Explain to your sons that having a period is normal, natural, and not a reason to worry for their sisters and friends or treat them any differently. Reassure your sons that girls can still do normal things when they are on their periods. They typically don’t have to miss school or activities.
What do girls do about bleeding?
Explain to your son that usually, the bleeding isn’t super heavy. In fact, most of the time girls can’t even feel the blood coming out. They can use pads that go inside underwear to catch the blood, or they can use tampons (not fish!). Tampons go inside the vagina (the tube from the uterus to the outside of the body) to catch the blood before it comes out. There are also special period underwear girls can wear that absorb the blood and keep it from getting on their clothes.
Sometimes, though, the blood is too much for the pads, tampons, or underwear, and it might get on a girl’s clothes. Please tell your boys that this can be embarrassing, but it is okay. She might have to change her clothes.
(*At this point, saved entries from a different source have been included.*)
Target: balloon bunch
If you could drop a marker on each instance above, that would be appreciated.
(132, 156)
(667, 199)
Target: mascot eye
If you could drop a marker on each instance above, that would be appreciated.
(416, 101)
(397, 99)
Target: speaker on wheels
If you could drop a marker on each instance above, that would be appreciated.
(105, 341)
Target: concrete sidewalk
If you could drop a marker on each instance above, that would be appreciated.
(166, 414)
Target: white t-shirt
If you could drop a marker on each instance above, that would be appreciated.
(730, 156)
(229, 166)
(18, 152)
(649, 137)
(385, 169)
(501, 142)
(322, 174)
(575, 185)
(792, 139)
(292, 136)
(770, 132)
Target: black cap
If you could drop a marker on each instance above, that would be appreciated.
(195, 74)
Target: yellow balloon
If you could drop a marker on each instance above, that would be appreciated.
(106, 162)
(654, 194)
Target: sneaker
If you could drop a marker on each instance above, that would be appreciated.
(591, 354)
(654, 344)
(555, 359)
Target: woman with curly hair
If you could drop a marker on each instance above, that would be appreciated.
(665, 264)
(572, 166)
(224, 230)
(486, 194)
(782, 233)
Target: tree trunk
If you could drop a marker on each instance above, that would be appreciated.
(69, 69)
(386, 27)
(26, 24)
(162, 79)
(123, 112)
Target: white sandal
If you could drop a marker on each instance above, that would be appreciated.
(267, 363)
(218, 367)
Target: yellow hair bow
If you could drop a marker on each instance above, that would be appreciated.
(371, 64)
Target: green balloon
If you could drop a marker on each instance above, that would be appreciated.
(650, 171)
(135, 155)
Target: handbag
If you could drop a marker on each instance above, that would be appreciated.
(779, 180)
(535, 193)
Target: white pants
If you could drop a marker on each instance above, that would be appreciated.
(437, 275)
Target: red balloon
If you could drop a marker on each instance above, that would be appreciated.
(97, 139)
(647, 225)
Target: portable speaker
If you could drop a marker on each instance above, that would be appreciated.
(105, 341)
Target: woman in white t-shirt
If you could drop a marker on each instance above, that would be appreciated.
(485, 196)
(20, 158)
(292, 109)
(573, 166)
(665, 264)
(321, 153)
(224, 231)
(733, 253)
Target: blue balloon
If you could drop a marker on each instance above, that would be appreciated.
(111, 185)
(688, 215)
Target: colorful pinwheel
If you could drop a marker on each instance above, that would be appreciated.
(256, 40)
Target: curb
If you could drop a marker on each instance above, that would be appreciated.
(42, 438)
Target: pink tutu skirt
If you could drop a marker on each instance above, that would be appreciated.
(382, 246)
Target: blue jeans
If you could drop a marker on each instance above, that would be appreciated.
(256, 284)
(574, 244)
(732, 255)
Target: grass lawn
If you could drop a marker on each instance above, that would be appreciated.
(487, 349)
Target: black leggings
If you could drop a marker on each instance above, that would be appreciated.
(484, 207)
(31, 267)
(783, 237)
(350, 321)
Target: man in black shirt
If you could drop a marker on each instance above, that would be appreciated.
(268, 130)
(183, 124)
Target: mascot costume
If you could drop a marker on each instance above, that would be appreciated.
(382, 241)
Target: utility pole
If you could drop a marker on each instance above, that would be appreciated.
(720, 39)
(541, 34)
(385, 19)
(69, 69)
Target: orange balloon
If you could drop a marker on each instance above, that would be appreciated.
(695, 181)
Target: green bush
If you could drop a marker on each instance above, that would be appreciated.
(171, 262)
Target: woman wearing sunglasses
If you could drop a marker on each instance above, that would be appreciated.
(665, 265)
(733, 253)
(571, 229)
You can remind your boys that if they see a girl with blood on her pants at school, they should never make a big deal about it to other people. They might offer her a hoodie to cover up the stain and help her get to the nurse’s office. She will be very grateful!
Do periods hurt?
Not usually, but the uterus is a muscle. During a girl’s period, the uterus works really hard, so cramping is pretty common. Ask your boys to imagine doing one hundred push-ups. Their muscles would be sore, too! Usually a heating pad or some over-the-counter medicine help a girl experiencing period pain feel better.
Why do some girls get mean on their periods?
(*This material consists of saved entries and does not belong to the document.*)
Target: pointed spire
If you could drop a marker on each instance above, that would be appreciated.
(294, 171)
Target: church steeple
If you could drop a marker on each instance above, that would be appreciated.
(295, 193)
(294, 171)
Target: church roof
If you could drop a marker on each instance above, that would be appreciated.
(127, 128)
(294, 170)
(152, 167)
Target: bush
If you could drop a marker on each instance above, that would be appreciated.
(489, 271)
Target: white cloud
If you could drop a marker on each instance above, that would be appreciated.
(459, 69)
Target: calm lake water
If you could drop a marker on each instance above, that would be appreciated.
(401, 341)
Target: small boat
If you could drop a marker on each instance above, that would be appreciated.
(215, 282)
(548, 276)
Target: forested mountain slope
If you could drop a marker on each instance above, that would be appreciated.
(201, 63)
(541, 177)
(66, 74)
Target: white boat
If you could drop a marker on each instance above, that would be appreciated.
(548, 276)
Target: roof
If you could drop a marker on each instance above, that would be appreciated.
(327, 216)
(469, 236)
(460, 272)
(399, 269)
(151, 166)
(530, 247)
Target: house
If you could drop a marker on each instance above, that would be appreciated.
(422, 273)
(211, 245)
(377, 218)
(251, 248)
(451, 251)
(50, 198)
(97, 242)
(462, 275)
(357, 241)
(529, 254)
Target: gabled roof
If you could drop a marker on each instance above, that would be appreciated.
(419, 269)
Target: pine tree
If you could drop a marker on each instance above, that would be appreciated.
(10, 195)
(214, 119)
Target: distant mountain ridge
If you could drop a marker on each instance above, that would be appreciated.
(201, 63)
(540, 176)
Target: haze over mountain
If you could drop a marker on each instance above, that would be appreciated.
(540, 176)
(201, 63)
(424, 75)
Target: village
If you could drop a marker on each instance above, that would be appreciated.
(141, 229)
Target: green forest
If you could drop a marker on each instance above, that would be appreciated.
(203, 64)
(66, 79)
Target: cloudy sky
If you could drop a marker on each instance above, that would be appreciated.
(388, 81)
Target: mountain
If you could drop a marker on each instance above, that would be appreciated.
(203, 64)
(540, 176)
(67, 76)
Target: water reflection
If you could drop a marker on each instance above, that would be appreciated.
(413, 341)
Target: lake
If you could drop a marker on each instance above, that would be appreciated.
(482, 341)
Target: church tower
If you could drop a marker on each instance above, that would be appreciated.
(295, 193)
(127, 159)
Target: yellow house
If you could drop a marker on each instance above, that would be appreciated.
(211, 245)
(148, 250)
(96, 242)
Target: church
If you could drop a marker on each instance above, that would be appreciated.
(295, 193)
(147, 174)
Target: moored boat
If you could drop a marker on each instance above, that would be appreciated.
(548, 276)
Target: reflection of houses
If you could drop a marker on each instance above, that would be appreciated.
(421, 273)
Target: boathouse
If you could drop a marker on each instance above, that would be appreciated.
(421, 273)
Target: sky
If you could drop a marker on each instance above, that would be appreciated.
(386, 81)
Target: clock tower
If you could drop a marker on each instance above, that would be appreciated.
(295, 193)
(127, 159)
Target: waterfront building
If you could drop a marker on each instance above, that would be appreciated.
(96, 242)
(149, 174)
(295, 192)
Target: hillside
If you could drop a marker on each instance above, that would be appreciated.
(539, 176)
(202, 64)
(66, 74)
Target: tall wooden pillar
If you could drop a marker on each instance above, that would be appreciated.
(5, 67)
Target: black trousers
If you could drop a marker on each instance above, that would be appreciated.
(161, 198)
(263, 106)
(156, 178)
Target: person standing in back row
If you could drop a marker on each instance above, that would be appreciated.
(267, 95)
Well, bud, this is the gift of hormones. Hormones are chemicals in our bodies that tell our bodies what to do. Everyone has them. For boys, testosterone is the hormone that helps boys grow tall, grow body hair, deepen their voices, etc.
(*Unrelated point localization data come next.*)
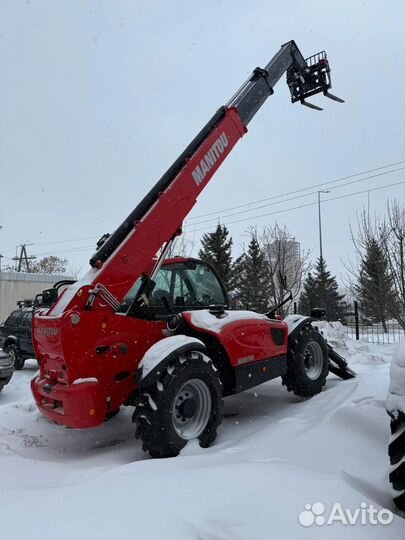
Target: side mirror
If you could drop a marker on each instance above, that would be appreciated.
(49, 297)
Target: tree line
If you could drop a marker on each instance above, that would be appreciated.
(376, 278)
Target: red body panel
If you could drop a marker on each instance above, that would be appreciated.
(247, 340)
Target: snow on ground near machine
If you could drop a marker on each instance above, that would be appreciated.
(274, 454)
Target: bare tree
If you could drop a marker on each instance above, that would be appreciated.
(393, 239)
(182, 246)
(285, 261)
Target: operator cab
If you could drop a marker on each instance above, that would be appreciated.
(180, 285)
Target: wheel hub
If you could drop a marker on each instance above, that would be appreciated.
(313, 360)
(191, 409)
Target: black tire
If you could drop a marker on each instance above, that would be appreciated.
(396, 451)
(14, 352)
(156, 411)
(307, 363)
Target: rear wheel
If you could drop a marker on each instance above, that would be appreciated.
(15, 354)
(183, 405)
(396, 451)
(307, 363)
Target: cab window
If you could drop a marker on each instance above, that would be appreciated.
(183, 286)
(13, 318)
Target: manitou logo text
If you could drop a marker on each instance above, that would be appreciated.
(47, 331)
(210, 158)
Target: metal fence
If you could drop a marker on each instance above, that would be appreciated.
(358, 326)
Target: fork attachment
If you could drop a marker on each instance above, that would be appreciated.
(313, 79)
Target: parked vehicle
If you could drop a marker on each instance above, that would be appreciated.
(157, 334)
(396, 409)
(16, 336)
(6, 369)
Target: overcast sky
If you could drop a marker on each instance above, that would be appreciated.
(98, 98)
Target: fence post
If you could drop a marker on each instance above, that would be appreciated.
(356, 319)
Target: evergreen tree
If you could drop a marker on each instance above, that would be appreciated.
(374, 286)
(251, 278)
(308, 297)
(216, 249)
(321, 290)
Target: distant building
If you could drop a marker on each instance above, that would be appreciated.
(18, 286)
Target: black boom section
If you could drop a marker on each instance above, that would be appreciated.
(113, 241)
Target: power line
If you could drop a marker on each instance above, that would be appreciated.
(297, 191)
(242, 205)
(300, 206)
(300, 196)
(65, 241)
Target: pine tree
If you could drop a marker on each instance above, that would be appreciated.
(309, 296)
(216, 249)
(251, 278)
(374, 286)
(321, 290)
Girls’ hormones, estrogen and progesterone in particular, change levels throughout the month depending on where the body is in its menstrual cycle. In addition to telling our bodies when to grow a lining in the uterus and when to have a period, the changing hormones can also make us feel irritable. These mood changes are particularly common around the start or right before the onset of a period. This is called PMS (premenstrual syndrome). It can feel very confusing and unsettling to have mood changes for what seems like no reason. However, there are also many valid reasons for emotional ups and downs in life that have nothing to do with hormone changes – for girls and boys. Invalidating someone’s feelings by saying they “must be PMSing” or “must be on their period” is not acceptable or kind. It’s helpful to remind your sons that everyone has mood swings – it’s part of being human.
Why explaining periods to your son is important.
If you’re open and honest with your son about things like finding a tampon in your purse when he’s little, he might be more comfortable about coming to you with trickier questions and concerns as he gets older. Rather than shying away, use those little opportunities to get the conversation rolling. It’ll probably be awkward at first for you both, but that’s okay!
Hopefully he will learn that periods are a normal part of life for girls and not a taboo topic. No matter how awkward the conversation is, you’re helping your son with some perspective and understanding, so he can show kindness and empathy in the future!